Yarışma günü geldiğinde bir hayli heyecanlıydım. Masalarımıza oturduk ve yarışma başladı. Rakip takımdaki arkadaşlarımız, el, yüz gibi faktörleri çok kullanmadı. Sıra bana geldiğinde çok heyecanlıydım. Akıcı konuşma isteği olduğu için direk gür bir sesle başladım tezimi sunmaya. Kendimi övmek için söylemiyorum; gayet iyi gidiyordum. Ta ki jürilere bakana kadar…

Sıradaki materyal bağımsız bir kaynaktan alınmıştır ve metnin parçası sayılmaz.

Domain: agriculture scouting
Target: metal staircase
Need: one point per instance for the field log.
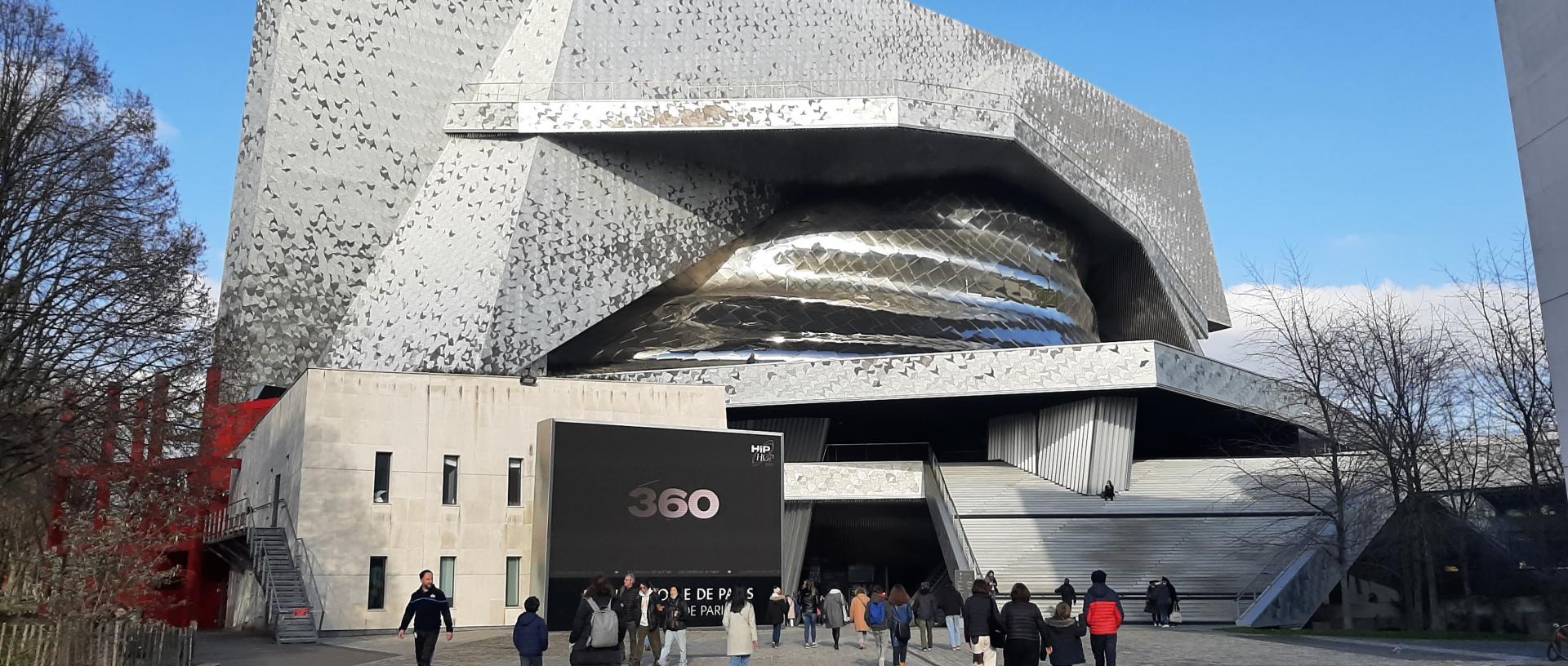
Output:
(287, 602)
(270, 555)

Jürilere baktığımda bir tanesinin kafası ile tebrik eder der gibi yavaşça aşağı indirip yukarı kaldırdığını ağzını ise büzdüğünü gördüm. Ardından yandaki jüriye bir şey fısıldadı. O işte bütün dikkatimi dağıttı. Tiyatroda hiç dikkatim dağılmamıştı seyircilerle alakam olmadığı için. Fakat münazarada o bakış 15 saniyelik bir kayıp yaşattı bana. Metnimi unuttum. Jüriden ve izleyenlerden özür dileyerek metnimde kaldığım yeri bulmaya çalıştım. Biraz zaman aldı. Ardından buldum ve konuşmamı sonlandırdım. Soru cevap kısmında ise yerinde cevaplar vererek görevimi tamamladım. Yarışma sonunda, jüri kararı ile rakip arkadaşlarımızı farkla eledik.
Şimdi bütün bunlardan sonra bu köşenin en enteresan kısmına geliyorum. Münazaranın yarı finaline çıkmıştık. Aynı zamanda da iki farklı tiyatro oyununa hazırlanıyordum. Virüs adı altında topladıkları çeşitli projeler yüzünden hem münazara yarışması hem de tiyatro gösterileri sekteye uğradı. Heyecanımı tam da yendim dediğim zamanlarda bu aktivitelerden mahrum kaldık.
Anlatmak istediğim konu; kendi anılarımla birlikte heyecanı yenmenin mümkün olabileceğini ve sırf heyecanına yenik düşer korkusuyla bu tarz aktivitelere katılmak istemeyen kişilere moral olmayı amaçladım.